Tan adds that a simple search with the Housebuyers’ Association or the Real Estate Developers’ Association would help identify a fly-by-night company.

2) Land tenure:
Do look into the land tenure before a purchase as some leasehold properties may be sold with terms that are shorter than the 99 years. “Although leasehold condominiums are a popular choice because developers sometimes price them lower than a similar freehold condo, many purchasers still prefer to own a freehold home as it gives them peace of mind and security knowing it is truly theirs,” says Tey.

3) Project density:
Tan says it is good to note the number of units in a scheme, as it is a factor in determining the potential for capital appreciation. “A project with less than 100 units has better opportunity for appreciation compared with a project with 1,000 units. The higher the density, the lower its potential for capital appreciation,” he adds.

4) Property check:
When searching for a potential real estate to buy, it is good to look beyond the exterior. Tan feels that no one should buy a property without first doing a thorough check of the whole house and keeping a lookout for things such as roof leakage, termite attack, flooding and so on.

5) Keep a cool head:
Real estate agents are good at selling their products and that is why they do it for a living. It is easy to get carried away with the marketing talk, but regardless of how sincere an agent appears, always seek advice from lawyers or consultants before signing a contract.

6) Economic environment:
Investing in real estate requires some basic knowledge of the property cycle. Some are able to predict the boom time and make money for their investment, while others are unable to gather income from a rental property purchased at the peak of the cycle. Tey cited an example: “A client purchased office suites near the Taman Jaya LRT station in the early 1990s for a high price when the market was good, but when the recession hit, he was stuck with low rental rates and was unable to sell the unit for a good price as the secondary prices were nowhere near the developer’s price.”

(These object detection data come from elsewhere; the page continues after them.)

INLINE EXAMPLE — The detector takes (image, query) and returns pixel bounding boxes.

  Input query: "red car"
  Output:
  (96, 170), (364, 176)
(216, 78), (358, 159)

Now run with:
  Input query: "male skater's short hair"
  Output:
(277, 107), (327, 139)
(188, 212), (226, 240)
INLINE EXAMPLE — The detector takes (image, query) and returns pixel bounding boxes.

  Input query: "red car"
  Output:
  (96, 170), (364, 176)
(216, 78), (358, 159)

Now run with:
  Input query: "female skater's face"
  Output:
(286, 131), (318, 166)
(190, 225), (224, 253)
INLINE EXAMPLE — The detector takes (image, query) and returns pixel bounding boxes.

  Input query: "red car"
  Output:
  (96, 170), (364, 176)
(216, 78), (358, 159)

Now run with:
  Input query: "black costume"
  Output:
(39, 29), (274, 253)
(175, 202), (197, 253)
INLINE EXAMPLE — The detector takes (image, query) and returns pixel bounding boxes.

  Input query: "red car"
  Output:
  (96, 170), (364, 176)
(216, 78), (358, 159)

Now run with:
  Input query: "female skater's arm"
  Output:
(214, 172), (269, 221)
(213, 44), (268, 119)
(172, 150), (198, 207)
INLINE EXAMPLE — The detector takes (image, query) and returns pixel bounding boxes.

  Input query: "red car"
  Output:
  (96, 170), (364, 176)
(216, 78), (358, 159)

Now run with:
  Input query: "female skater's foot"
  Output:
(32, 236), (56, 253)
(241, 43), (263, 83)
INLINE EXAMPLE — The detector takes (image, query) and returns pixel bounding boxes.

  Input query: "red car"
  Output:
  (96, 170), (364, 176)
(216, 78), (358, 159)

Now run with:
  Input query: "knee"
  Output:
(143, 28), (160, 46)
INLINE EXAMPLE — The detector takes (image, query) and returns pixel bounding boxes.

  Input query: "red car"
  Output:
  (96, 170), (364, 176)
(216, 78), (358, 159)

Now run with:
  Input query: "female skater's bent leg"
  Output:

These are but some of the guidelines for property investment hunting but there are many other things to take note of, says Tan. One is to check on the transferability of the property title; whether the property can be sold while it is under construction. The other, he warns, is to avoid buying property which does not have the necessary approvals from the authorities. “Buyers should not buy a property that do not have the approval of the authorities as they can tear down illegal extensions and alterations,” says Tan. At the end of the day, it takes a little bit of luck as well to find your perfect home or investment property.